Datasets
Medieval Dataset
The following datasets are in the current version of the HuggingFace dataset, as seen in the paper from CATMuS Medieval.
All data were passed through Choco Mufin. Any attempt to replicate the HuggingFace dataset should use the conversion table provided with each dataset. The conversion table for the modified dataset will be made available.

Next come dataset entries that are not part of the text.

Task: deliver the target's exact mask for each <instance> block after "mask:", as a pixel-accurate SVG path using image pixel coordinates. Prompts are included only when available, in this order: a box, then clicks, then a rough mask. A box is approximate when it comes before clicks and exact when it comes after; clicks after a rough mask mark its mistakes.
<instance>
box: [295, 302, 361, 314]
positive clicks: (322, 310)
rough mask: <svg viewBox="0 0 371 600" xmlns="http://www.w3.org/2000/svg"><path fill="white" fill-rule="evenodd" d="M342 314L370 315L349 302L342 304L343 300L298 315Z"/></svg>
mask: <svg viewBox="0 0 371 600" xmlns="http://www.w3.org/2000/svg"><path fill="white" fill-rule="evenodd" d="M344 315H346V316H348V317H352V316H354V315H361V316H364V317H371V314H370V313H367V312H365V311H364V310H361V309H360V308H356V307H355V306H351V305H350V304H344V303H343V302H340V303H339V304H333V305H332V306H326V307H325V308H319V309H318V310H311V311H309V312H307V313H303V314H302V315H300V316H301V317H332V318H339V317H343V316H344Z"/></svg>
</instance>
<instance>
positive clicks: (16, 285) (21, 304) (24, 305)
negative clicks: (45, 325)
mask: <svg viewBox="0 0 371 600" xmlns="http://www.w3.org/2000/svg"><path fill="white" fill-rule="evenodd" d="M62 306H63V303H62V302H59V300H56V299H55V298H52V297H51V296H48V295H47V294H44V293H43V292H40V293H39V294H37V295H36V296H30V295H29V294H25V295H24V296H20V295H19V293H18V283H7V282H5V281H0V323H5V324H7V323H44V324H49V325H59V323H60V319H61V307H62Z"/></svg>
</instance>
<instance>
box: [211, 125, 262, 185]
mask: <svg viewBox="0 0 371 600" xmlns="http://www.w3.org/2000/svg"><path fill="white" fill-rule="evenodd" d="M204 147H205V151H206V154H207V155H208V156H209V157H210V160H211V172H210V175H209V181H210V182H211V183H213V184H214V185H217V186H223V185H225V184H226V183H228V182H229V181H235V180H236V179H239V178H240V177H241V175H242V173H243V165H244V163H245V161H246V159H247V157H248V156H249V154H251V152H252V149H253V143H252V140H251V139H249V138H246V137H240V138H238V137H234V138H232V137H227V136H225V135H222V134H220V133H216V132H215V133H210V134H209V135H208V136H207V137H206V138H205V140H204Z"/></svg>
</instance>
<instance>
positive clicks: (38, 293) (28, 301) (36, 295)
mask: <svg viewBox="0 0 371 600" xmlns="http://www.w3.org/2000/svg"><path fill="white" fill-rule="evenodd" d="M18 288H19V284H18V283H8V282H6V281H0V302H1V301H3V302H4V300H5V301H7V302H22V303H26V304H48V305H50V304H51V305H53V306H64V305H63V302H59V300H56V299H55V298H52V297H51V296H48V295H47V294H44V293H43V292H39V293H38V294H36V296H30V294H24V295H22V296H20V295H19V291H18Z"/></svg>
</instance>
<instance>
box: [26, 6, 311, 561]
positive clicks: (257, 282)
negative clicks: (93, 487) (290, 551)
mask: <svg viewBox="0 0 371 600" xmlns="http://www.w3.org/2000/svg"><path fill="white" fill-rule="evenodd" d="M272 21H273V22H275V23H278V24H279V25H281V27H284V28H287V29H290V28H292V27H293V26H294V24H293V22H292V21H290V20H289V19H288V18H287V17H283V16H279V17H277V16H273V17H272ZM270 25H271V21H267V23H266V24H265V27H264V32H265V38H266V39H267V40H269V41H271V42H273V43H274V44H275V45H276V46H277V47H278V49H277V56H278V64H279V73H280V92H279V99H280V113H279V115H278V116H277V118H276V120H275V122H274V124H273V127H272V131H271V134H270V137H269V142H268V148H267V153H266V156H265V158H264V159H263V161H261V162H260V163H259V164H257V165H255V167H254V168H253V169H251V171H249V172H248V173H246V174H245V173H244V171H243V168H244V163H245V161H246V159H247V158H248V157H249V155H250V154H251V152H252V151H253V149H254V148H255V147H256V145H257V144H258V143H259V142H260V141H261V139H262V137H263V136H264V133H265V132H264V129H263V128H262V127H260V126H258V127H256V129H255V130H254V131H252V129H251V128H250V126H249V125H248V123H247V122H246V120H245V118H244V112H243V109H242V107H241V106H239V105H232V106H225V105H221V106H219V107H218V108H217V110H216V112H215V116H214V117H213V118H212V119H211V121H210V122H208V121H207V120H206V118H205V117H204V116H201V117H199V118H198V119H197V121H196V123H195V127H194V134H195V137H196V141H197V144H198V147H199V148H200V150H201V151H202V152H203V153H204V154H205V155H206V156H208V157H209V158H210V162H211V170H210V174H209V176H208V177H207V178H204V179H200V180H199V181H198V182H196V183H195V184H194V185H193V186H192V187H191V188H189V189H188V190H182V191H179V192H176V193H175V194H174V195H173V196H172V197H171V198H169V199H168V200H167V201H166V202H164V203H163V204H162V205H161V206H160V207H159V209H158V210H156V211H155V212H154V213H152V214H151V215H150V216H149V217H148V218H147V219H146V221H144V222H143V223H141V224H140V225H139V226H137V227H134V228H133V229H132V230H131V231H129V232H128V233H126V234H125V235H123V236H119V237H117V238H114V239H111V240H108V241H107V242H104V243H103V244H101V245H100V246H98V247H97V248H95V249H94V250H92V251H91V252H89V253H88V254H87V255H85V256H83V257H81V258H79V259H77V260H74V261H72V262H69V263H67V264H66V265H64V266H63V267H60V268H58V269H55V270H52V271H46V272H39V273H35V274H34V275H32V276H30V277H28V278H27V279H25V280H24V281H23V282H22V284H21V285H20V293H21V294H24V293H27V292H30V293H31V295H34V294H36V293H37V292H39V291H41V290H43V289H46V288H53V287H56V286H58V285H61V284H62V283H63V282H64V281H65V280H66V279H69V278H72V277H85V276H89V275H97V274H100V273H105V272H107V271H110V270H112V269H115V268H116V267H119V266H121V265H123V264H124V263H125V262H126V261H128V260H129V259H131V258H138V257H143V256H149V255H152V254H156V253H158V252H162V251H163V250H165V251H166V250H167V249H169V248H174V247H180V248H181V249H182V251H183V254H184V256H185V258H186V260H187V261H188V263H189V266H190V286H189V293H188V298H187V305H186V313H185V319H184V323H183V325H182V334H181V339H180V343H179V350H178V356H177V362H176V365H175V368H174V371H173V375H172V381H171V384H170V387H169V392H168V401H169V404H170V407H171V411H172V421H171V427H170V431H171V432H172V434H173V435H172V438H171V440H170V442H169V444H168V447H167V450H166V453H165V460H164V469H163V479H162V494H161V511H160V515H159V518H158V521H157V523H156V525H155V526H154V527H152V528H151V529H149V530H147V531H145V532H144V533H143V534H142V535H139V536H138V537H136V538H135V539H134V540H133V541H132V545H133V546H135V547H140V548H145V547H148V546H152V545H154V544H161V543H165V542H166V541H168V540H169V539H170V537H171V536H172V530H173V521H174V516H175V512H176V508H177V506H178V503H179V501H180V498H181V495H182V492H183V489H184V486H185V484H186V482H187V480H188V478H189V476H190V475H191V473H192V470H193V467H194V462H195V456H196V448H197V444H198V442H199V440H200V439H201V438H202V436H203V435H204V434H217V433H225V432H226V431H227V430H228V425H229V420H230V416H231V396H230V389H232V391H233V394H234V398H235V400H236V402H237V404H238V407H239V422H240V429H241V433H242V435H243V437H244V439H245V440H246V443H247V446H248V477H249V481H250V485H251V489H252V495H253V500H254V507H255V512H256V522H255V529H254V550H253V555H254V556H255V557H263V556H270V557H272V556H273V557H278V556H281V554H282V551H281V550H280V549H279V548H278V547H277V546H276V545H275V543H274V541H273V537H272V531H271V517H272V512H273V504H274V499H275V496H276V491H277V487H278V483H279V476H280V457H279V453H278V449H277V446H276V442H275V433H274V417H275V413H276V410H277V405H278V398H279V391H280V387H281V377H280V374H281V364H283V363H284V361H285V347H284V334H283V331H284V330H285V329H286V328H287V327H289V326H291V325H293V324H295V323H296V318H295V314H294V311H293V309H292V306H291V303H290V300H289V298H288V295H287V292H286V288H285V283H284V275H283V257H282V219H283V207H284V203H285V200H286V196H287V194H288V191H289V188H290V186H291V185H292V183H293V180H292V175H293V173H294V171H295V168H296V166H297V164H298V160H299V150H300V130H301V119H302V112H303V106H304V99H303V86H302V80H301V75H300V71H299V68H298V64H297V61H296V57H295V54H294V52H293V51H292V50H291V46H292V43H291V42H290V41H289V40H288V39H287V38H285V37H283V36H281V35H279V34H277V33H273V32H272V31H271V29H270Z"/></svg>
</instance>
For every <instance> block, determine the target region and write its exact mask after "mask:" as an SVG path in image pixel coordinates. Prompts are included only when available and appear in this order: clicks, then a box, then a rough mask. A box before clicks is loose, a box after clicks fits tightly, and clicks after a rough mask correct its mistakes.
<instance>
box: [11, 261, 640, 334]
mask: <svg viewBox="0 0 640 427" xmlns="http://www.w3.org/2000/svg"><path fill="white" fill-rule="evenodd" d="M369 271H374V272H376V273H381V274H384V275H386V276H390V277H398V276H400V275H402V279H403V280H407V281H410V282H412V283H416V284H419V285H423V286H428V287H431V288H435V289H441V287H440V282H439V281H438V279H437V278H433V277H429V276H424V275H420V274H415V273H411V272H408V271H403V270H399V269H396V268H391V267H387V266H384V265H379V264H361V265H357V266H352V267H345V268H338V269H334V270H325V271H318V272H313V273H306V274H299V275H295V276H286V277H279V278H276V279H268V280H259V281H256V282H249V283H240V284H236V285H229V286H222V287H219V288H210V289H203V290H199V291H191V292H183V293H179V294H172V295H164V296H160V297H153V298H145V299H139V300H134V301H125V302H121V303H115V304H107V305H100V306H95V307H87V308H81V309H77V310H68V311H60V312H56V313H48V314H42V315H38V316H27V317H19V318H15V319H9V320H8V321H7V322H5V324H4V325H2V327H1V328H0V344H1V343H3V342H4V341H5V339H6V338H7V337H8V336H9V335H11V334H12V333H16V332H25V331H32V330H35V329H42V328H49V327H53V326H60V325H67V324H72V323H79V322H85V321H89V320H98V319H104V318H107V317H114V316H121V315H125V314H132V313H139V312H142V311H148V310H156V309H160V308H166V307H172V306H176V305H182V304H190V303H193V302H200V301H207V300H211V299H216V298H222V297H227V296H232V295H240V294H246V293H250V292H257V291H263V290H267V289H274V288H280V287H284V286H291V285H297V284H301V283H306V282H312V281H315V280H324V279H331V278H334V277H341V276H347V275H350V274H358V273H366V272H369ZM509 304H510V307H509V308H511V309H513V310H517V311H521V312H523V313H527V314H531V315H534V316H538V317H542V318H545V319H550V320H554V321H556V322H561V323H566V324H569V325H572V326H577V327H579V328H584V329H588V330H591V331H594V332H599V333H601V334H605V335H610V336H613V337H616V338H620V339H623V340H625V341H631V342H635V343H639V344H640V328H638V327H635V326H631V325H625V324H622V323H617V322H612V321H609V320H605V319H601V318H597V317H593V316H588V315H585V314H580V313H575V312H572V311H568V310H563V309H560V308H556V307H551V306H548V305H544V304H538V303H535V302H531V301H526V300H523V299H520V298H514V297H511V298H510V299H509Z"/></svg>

language | url | version |
---|---|---|
Latin | DEEDS-Project/htr-dataset | v0.0.8 |
Latin | HTRomance-Project/medieval-latin | v0.0.8 |
Spanish Languages | HTRomance-Project/middle-ages-in-spain | v0.0.6 |
Old/Middle French | HTRomance-Project/medieval-french | v0.0.9 |
Italian Languages | HTRomance-Project/medieval-italian | v1.0.2 |
Old/Middle French | HTR-United/cremma-medieval | v2.0.1 |
Latin | HTR-United/cremma-medieval-lat | v0.1.2 |
Old/Middle French | Gallicorpora/HTR-imprime-gothique-16e-siecle | v0.0.19 |
Old/Middle French | Gallicorpora/HTR-MSS-15e-Siecle | v0.0.37 |
Old/Middle French | Gallicorpora/HTR-incunable-15e-siecle | v0.0.29 |
Old/Middle French | ciham-htr/fabliaux | v0.0.22 |
Old/Middle French | ciham-htr/liber | v0.0.5 |
Latin/Italian/French | Reorganized from HN2021 Boccace | last |
Old/Middle French | Reorganized [Decameron-Fr] | last |
Latin | Reorganized malamatenia/Eutyches | last |
Spanish Languages | Reorganized & Augmented Gille-Levenson's PhD Data | last |
Latin | Adapted rescribe/carolineminuscule-groundtruth | 2023-10-03 |
Vocabulary:
- Adapted: Image were replaced / rescaled
- Reorganized: Data were reorganized in a way that made them more usable
- Agumented: Data whose digitization were not publicly available where used to extract lines.